White House looks to shore up public trust in government websites

A White House memorandum issued Wednesday instructs federal agencies to use government domain names for official communications and to make domain names "memorable" for everyday users.

The new memo is designed to bring agencies in compliance with the DOTGOV act, which passed as part of the fiscal year 2021 appropriations package. 

"When people visit a federal website, they should be able to trust that it's an official site," Federal Chief Information Office Clare Martorana said in a tweet announcing the policy guidance. 

The Office of Management and Budget guidance instructed agencies to use "memorable" and succinct domain names that end with the .gov or .mil domain, but provided an exception for non-governmental entities operating third-party services on non-government domain names that are critical for critical public communications. 

The exceptions allow agencies to continue using social media services to communicate with the public, as well as source code collaboration and vulnerability disclosure reporting systems not housed on .gov or .mil domains. Otherwise, OMB said it will review and work to limit all non-government domains, including directing agencies to cease the use of non-government domains if they fail to provide adequate rationale. 

A spokesperson for OMB said in a statement accompanying the guidance that the new requirements "will play a critical role in helping deliver trusted interactions to the American people when they visit official government sites."

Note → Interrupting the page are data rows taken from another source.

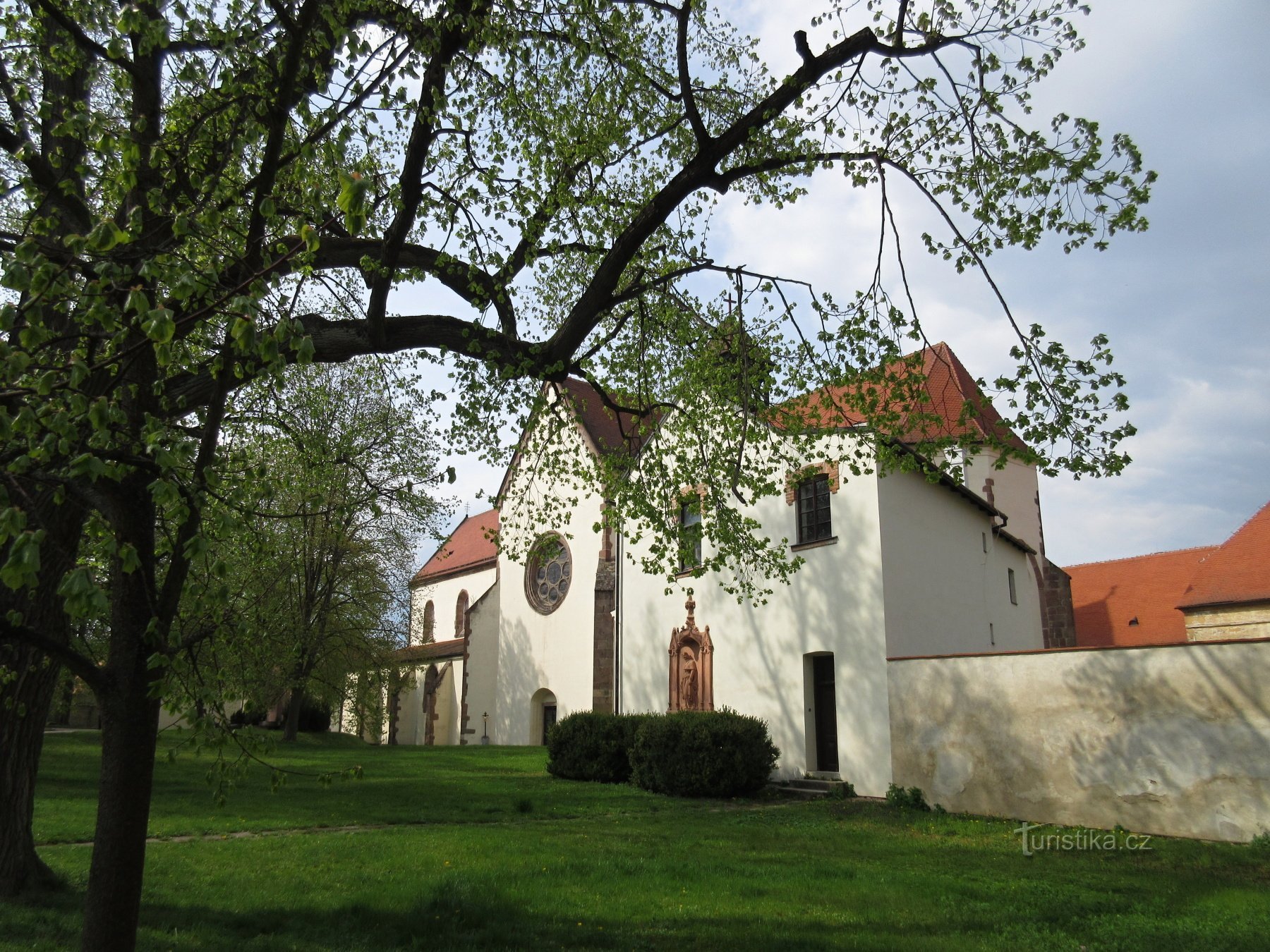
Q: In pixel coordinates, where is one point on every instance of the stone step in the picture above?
(795, 793)
(818, 783)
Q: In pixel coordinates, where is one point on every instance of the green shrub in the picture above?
(703, 755)
(911, 799)
(596, 747)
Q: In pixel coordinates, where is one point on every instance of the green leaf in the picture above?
(159, 325)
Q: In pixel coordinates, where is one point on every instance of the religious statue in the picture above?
(691, 658)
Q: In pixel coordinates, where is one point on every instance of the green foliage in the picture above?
(907, 799)
(703, 755)
(590, 745)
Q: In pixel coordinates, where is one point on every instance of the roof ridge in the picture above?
(1147, 555)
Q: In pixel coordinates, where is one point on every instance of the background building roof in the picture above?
(1133, 601)
(1238, 570)
(471, 546)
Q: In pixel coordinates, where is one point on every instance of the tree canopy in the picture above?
(198, 195)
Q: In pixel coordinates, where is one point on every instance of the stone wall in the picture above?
(1168, 739)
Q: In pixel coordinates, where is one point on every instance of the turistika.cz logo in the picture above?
(1081, 841)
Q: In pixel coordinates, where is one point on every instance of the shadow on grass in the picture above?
(452, 917)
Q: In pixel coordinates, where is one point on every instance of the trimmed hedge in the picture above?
(596, 747)
(703, 755)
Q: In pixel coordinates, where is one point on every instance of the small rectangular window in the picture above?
(690, 535)
(813, 509)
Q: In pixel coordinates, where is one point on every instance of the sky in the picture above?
(1187, 305)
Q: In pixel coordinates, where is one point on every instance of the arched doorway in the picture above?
(543, 715)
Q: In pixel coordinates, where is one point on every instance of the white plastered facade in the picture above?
(914, 568)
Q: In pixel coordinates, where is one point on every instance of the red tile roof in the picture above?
(1106, 597)
(1238, 570)
(470, 547)
(607, 429)
(431, 652)
(952, 403)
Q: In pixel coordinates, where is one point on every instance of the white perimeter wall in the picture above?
(1166, 739)
(945, 594)
(835, 603)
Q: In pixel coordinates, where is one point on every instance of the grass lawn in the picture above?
(483, 850)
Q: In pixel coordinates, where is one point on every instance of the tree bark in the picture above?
(291, 726)
(25, 701)
(23, 710)
(130, 728)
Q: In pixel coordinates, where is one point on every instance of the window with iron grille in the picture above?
(813, 509)
(690, 535)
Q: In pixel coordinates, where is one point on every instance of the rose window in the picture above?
(549, 574)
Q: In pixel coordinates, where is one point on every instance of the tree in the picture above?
(313, 573)
(198, 195)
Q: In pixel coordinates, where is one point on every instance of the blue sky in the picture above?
(1185, 304)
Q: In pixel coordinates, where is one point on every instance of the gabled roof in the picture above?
(609, 431)
(952, 403)
(1133, 601)
(1238, 570)
(470, 547)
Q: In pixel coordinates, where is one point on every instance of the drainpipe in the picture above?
(617, 626)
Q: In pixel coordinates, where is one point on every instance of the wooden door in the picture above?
(826, 702)
(548, 720)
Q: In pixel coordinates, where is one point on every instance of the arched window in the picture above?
(460, 615)
(430, 622)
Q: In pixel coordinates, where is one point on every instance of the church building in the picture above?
(895, 565)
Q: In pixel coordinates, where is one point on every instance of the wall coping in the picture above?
(1081, 647)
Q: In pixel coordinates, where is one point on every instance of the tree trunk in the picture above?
(25, 704)
(25, 700)
(130, 728)
(291, 726)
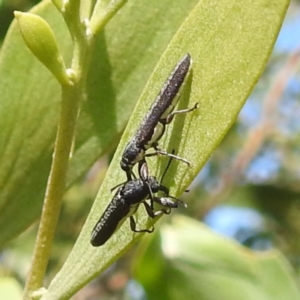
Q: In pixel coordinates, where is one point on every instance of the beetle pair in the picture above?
(136, 191)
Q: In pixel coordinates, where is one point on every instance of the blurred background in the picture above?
(248, 191)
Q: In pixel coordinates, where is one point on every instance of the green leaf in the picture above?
(210, 267)
(40, 39)
(230, 43)
(10, 289)
(30, 99)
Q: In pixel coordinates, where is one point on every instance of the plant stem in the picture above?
(71, 96)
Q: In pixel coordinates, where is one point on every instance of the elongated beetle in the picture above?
(125, 203)
(153, 125)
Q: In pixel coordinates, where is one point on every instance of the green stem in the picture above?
(71, 96)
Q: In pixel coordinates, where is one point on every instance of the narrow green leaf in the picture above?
(230, 43)
(30, 99)
(211, 267)
(40, 39)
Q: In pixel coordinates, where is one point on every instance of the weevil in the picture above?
(153, 125)
(125, 203)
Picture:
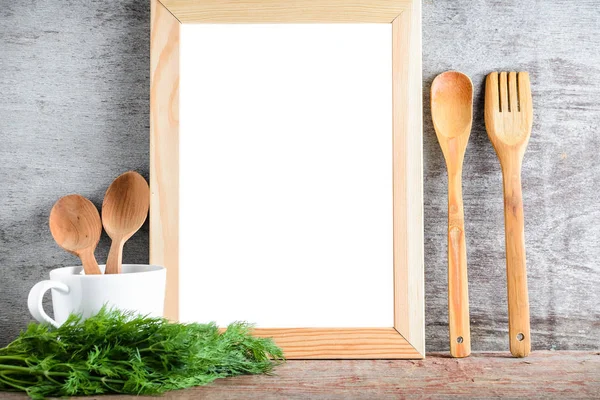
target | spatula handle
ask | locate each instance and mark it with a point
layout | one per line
(458, 291)
(516, 273)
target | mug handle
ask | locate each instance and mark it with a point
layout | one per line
(36, 295)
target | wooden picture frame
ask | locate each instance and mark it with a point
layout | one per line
(406, 338)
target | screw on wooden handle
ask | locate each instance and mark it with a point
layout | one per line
(458, 292)
(516, 271)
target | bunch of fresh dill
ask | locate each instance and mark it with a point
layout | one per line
(117, 352)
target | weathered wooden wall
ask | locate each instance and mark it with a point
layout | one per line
(74, 114)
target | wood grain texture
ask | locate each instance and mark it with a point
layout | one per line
(393, 342)
(164, 150)
(323, 343)
(452, 116)
(285, 11)
(544, 375)
(75, 115)
(408, 176)
(508, 121)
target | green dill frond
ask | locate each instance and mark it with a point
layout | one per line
(121, 352)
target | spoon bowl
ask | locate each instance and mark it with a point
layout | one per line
(75, 226)
(452, 104)
(124, 210)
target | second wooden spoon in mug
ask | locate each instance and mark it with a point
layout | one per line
(452, 114)
(124, 210)
(76, 227)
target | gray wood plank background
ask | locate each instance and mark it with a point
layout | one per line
(74, 85)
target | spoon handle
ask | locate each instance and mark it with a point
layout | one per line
(458, 291)
(88, 260)
(115, 256)
(516, 273)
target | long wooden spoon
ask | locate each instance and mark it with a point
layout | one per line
(452, 114)
(508, 120)
(76, 227)
(124, 210)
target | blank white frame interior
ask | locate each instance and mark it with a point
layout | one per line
(286, 175)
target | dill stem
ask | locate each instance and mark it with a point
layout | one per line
(7, 382)
(12, 358)
(50, 373)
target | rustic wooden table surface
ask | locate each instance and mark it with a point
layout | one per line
(547, 375)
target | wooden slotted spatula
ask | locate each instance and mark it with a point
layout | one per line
(452, 115)
(508, 120)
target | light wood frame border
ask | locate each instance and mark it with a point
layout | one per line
(406, 339)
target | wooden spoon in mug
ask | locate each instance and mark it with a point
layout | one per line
(124, 210)
(76, 227)
(452, 114)
(508, 120)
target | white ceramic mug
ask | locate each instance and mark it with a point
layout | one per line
(139, 288)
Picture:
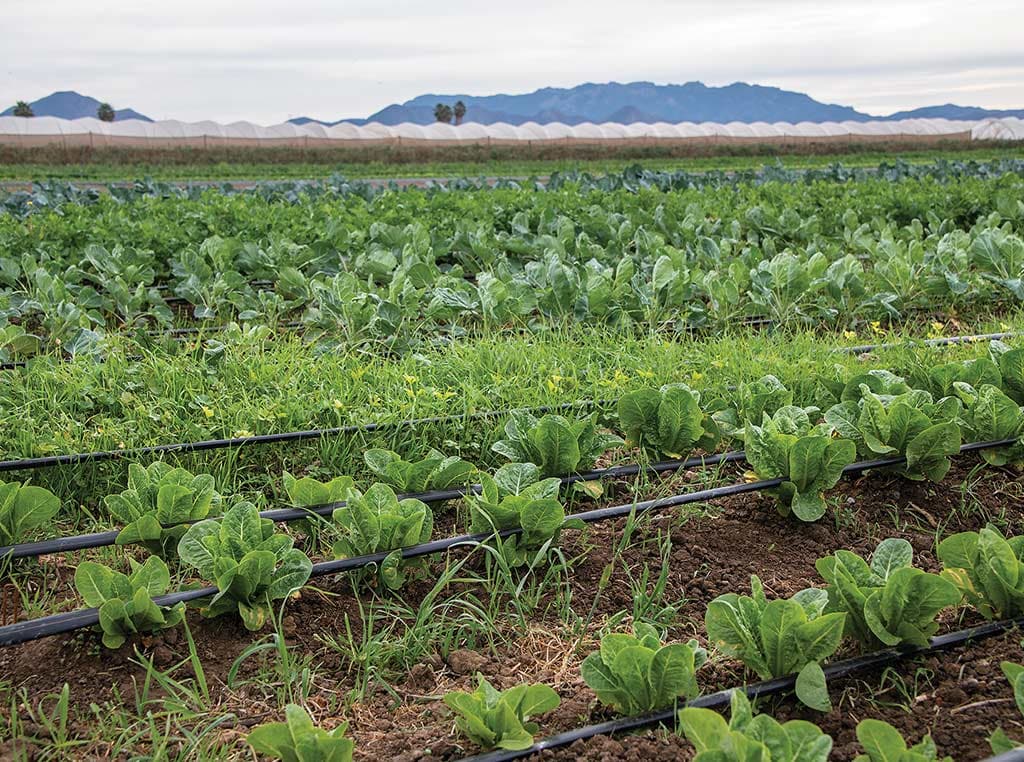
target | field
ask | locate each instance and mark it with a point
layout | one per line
(634, 437)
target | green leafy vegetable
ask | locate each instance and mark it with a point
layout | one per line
(515, 498)
(433, 472)
(634, 674)
(378, 521)
(297, 739)
(806, 457)
(159, 505)
(308, 493)
(748, 736)
(667, 422)
(250, 564)
(779, 637)
(990, 416)
(501, 719)
(24, 507)
(125, 601)
(889, 601)
(883, 743)
(557, 446)
(988, 568)
(910, 425)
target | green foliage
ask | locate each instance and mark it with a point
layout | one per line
(159, 504)
(750, 737)
(23, 508)
(990, 416)
(667, 422)
(557, 446)
(297, 739)
(887, 602)
(377, 521)
(308, 493)
(501, 719)
(250, 564)
(988, 568)
(786, 446)
(778, 637)
(882, 743)
(998, 741)
(910, 425)
(634, 674)
(125, 601)
(516, 497)
(433, 472)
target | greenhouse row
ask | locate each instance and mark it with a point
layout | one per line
(47, 130)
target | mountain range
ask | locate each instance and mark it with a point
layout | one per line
(634, 101)
(70, 104)
(646, 101)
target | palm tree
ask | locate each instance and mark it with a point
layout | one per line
(442, 113)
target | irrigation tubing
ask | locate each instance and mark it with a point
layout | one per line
(285, 436)
(720, 700)
(288, 436)
(22, 632)
(104, 539)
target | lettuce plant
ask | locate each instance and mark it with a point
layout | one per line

The DOTGOV Online Trust in Government Act was designed to streamline the process for federal agencies developing new websites and migrating content to the dot-gov domain. Under the bill, the Cybersecurity and Infrastructure Security Agency took over management of the top-level .gov domain from the General Services Administration. 

A Senate Homeland Security and Governmental Affairs Committee report explaining the legislation noted that the "vast majority" of county and local governments fail to utilize government domains, and noted that online phishing campaigns have previously attempted to impersonate hundreds of local government websites. The report said that utilizing the .gov domain "helps local governments validate their information" for the public.